Expanding accountability even further – beyond the classroom – tends to make students even more serious about attendance. Imagine your final assignment is participation in a competitive night of presentations showcasing the semester’s best from multiple sections and professors of a Speech course. Or a public reading of the three best screenplays from your writing class. Or a communal screening of all final video projects. Or a requirement that students enter the films they’ve made into one or more regional film festivals. Or simply the announcement that you’re on the lookout for summer interns to assist with your current research project.
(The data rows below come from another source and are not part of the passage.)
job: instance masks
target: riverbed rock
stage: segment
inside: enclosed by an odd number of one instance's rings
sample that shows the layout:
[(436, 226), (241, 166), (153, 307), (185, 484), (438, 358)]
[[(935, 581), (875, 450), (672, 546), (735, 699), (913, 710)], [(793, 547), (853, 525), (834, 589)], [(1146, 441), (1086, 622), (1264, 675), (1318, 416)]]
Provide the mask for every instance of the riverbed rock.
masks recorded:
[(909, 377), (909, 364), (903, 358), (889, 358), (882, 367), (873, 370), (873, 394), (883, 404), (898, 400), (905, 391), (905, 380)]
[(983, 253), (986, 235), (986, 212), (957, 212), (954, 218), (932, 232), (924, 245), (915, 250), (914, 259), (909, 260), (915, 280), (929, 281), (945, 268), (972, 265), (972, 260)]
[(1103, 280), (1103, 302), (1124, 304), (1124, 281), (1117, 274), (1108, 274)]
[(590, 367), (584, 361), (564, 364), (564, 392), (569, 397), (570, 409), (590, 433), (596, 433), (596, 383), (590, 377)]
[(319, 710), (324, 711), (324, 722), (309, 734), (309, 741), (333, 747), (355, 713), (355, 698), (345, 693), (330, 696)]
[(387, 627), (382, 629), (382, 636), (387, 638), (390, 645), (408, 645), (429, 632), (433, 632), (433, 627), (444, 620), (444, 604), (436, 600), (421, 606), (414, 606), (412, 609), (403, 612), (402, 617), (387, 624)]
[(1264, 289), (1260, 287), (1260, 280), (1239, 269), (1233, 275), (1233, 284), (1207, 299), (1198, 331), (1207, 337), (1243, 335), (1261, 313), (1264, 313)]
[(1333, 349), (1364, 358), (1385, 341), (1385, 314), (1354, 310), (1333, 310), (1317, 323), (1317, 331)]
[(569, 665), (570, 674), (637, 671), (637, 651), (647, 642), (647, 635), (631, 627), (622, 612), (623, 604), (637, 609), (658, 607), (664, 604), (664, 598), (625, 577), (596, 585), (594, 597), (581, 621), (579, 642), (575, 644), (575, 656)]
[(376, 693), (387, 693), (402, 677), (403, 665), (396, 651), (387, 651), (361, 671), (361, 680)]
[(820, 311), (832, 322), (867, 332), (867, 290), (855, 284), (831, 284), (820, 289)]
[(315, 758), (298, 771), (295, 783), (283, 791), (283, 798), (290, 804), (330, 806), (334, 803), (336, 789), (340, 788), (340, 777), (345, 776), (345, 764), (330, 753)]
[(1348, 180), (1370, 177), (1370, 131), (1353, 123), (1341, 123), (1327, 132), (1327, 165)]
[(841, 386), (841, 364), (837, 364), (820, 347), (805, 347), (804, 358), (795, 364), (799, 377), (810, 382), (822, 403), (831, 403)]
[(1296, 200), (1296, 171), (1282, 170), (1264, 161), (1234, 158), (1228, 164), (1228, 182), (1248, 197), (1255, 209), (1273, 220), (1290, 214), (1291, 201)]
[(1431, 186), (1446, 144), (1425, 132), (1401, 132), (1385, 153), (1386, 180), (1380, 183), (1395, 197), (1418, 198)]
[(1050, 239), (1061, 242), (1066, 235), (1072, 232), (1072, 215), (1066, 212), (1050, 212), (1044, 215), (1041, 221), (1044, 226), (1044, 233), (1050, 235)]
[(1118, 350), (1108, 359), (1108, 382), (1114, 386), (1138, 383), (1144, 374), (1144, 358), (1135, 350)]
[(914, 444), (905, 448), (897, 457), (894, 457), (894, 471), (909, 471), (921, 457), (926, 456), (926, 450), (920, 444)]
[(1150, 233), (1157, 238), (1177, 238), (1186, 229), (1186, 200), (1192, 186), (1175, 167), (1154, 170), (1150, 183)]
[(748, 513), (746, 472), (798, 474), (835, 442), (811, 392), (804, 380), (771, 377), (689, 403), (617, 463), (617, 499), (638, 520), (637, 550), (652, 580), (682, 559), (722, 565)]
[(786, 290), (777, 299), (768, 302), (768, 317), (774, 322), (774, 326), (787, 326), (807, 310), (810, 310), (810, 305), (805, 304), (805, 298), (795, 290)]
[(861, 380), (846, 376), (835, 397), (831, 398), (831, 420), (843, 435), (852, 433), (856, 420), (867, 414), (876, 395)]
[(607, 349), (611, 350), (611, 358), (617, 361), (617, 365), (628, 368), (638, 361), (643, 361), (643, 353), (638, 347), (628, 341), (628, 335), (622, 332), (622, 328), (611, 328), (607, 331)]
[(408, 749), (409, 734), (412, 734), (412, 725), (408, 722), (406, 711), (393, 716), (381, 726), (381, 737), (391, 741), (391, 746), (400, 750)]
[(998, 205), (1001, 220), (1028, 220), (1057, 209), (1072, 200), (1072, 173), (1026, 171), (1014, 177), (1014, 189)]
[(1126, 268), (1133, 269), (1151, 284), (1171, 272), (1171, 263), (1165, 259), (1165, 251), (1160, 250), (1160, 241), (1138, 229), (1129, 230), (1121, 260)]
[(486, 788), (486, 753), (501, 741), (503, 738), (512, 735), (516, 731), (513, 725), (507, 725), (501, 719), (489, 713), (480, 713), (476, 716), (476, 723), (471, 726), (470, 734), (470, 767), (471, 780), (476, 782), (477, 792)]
Transcending mere assignment, a philosophy of “important attendance” offers students something they cherish even more than grades: fatter, shinier résumés.


A last word about working-world attendance: life is unpredictable; resurrect the pop quiz. Five minutes, five questions at the top of the hour (really cuts down on late arrivals). Swap papers to grade (because more assessment doesn’t have to mean more work for professors).

“The answer to number three is ‘intercutting’,” you announce.
Joe raises his hand. “The paper I’m grading says ‘montage.’ Is that close enough?”
“What’s the difference between the two terms, Susan?” you ask. Susan looks at you dumbly. After all, it wasn’t her paper. She didn’t ask the question. But she stutters and offers half an answer. “Help her out, Marcel,” you say. And suddenly, a discussion of last night’s reading swirls around you. Ta-da… another assessed activity. And, by a not-so-subtle coincidence, knowledge exchange as proof of attendance.

Passive lecture consumers may say “I was present.” Engaged students might, instead, claim, “I was here… and it mattered.”